Massa Gerakan Mahasiswa Nasional Indonesia orasi di Tugu Adipura Kota Tangerang, Kamis 7/5/2026. Dengan toa dan banner “Hentikan MBG” – “Hapus Outsourching PKWT 5 Tahun”, GMNI sampaikan 5 tuntutan terkait buruh, guru honorer, dan transparansi RUU Hardiknas. (Dok: Polres Metro Tangerang Kota/Sorot24.id)
sorot24.id|Kota Tangerang – Gerakan Mahasiswa Nasional Indonesia menggelar aksi solidaritas dan mimbar bebas di Tugu Adipura Kota Tangerang, Kamis 7/5/2026. Massa menuntut penghentian program MBG, subsidi BBM, transparansi RUU Hardiknas, hingga penghapusan sistem outsourcing. Aksi 20 mahasiswa berlangsung kondusif di bawah pengamanan Kapolsek Tangerang Kompol Suyatno.
Aksi yang diikuti ±20 orang dengan penanggung jawab Ahmad Ridwan itu digelar mulai pukul 15.00 WIB di Jl. Veteran Blok B12 No.1, Kel. Sukasari, Kec./Kota Tangerang. Tema aksi: “Merefleksikan berbagai bentuk kebijakan dan implementasi di Hari Buruh dan Hardiknas”.
Kapolres Metro Tangerang Kota Kombes Pol Dr. Raden Muhammad Jauhari dalam laporannya ke Kapolda Metro Jaya menyebut aksi berjalan aman hingga selesai pukul 17.40 WIB.
5 Tuntutan GMNI:
1. Menolak program MBG yang dinilai tidak tepat sasaran
2. Menuntut subsidi BBM dan peningkatan kesejahteraan guru honorer
3. Mendesak transparansi pembahasan RUU Hardiknas dan integrasi Dana BOS
4. Menolak sistem outsourcing dan PKWT 5 tahun
Massa membawa banner bertuliskan “Hentikan MBG”, “Subsidi BBM – Guru Honorer”, “Transparansi RUU Hardiknas & Integrasi Dana Bos”, “Hapus Outsourching PKWT 5 Tahun”, serta toa dan 9 unit motor.
Apel Pengamanan: Cegah Bakar Ban

Apel dipimpin Kapolsek Tangerang Kompol Suyatno, S.H., M.H. pukul 15.00 WIB. “Pada prinsipnya, kita melaksanakan tugas pelayanan dan pengamanan terhadap adik-adik peserta aksi dengan tetap mengedepankan pendekatan humanis,” ujarnya.
Ia tegaskan atensi pimpinan agar tidak terjadi aksi bakar ban. “Kepada personel di lapangan, apabila ditemukan massa aksi membawa ban bekas agar segera diamankan dan dilakukan langkah preventif,” kata Kompol Suyatno.

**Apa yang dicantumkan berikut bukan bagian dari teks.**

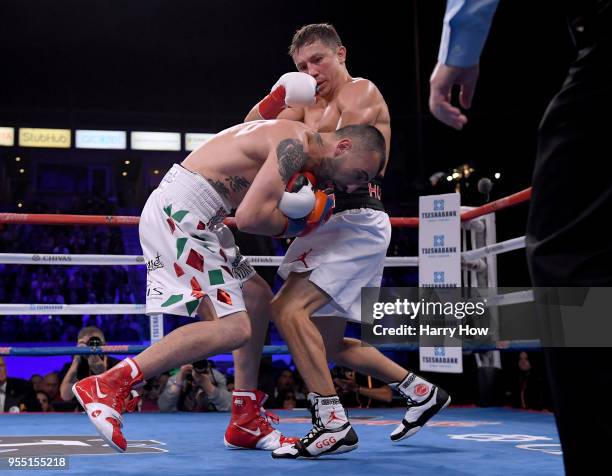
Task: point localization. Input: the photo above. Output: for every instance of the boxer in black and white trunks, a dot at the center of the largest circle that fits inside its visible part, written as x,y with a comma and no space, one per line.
326,270
191,251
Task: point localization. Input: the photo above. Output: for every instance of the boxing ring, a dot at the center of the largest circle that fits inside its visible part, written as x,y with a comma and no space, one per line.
461,440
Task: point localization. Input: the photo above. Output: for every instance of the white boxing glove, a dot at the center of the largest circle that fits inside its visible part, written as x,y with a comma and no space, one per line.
300,88
292,89
299,198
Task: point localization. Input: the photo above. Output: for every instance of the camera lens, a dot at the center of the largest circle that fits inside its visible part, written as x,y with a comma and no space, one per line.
94,341
201,366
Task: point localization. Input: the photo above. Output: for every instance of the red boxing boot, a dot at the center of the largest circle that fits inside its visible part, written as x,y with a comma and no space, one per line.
104,398
249,427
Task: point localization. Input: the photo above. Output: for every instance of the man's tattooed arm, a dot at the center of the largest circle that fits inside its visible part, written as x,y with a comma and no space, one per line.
291,158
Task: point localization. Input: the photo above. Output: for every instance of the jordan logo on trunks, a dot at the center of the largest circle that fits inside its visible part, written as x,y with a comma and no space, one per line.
302,257
374,191
217,218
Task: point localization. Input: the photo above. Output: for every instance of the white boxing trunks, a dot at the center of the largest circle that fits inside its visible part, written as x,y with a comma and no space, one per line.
344,255
189,252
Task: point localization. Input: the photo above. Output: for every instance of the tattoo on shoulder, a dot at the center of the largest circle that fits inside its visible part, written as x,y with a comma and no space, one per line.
291,157
219,187
237,183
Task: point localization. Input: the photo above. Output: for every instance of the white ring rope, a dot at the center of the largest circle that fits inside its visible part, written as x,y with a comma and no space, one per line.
106,309
70,309
497,248
471,256
131,260
135,260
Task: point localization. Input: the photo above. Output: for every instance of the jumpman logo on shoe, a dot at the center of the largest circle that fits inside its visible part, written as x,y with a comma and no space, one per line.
333,417
98,392
252,432
302,258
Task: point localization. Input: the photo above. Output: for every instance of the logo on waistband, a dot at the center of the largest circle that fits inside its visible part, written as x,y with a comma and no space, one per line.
374,191
302,258
155,263
217,218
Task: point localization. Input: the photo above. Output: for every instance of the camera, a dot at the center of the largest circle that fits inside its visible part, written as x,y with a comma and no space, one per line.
94,341
202,366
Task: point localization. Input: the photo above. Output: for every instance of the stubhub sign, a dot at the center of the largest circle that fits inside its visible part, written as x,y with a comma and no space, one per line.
91,139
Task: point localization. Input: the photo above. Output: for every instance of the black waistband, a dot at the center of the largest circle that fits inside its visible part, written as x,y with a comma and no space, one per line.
366,196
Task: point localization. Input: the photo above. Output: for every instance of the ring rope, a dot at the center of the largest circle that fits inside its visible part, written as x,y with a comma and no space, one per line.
267,350
400,222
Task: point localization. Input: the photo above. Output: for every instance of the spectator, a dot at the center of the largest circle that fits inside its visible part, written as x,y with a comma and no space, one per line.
151,391
85,365
16,395
359,391
50,385
285,384
289,402
36,381
197,387
528,387
43,399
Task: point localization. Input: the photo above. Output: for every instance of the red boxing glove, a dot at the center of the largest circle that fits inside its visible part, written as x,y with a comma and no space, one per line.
292,89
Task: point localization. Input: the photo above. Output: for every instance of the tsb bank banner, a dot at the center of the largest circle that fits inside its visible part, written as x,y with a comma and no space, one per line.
440,267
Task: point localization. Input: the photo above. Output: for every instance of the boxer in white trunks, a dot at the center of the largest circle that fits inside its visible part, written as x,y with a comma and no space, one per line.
190,251
326,270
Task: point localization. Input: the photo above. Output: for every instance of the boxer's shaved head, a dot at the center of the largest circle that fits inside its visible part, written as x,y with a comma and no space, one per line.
308,34
367,139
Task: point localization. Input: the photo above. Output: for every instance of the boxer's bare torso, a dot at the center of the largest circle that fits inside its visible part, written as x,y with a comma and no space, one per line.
356,101
231,160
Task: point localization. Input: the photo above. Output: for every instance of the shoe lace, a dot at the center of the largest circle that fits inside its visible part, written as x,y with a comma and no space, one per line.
410,402
131,405
317,424
268,417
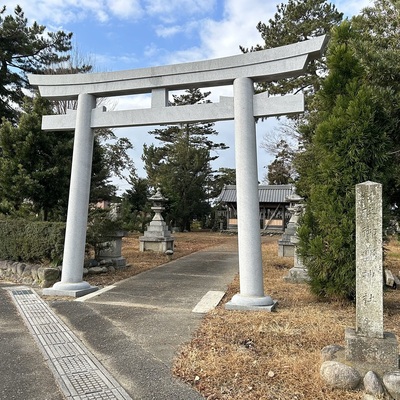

Isi Orasi: Tolak MBG, Sejahterakan Buruh-Guru
Massa tiba pukul 16.10 WIB dan orasi mulai 16.15 WIB. Ahmad Ridwan menegaskan: “Jika tidak ada buruh, maka pabrik ataupun pengusaha tidak akan dapat berjalan. Rakyat tidak butuh MBG, tetapi rakyat butuh pendidikan gratis. Hidup Mahasiswa, GMNI Jaya.”

Sdr. Hari menyoroti anggaran: “Kami sangat prihatin, karena banyak sekali dana pendidikan yang diserap oleh program MBG. Daripada menghamburkan dana MBG, lebih baik buat program pendidikan gratis hingga sampai tingkat perguruan tinggi.”
Elwin Mendrofa menuding: “Kami GMNI menolak keras adanya MBG, karena adanya MBG itu sudah pasti adanya keterlibatan Partai Politik. Banyak oknum-oknum yang memanfaatkan untuk melakukan korupsi. Kita juga menolak keras Outsourching PKWT 5 Tahun.”
Sdr. M. Rifqi minta pemerintah transparan soal anggaran pendidikan. Sdr. Nico tolak outsourcing berkepanjangan. Sdri. Putri desak kesejahteraan guru honorer: “Pendidikan merupakan hak seluruh rakyat Indonesia yang harus dipenuhi pemerintah.”
Pukul 17.20 WIB massa gelar mimbar bebas, dan pukul 17.30 WIB bubar tertib. “Secara keseluruhan kegiatan selesai pada pukul 17.40 WIB dalam keadaan aman dan kondusif,” tulis Kapolres.
Aksi digelar untuk memperingati Hari Buruh Internasional dan Hardiknas sebagai bentuk aspirasi isu ketenagakerjaan, pendidikan, dan pengawasan kebijakan pemerintah daerah.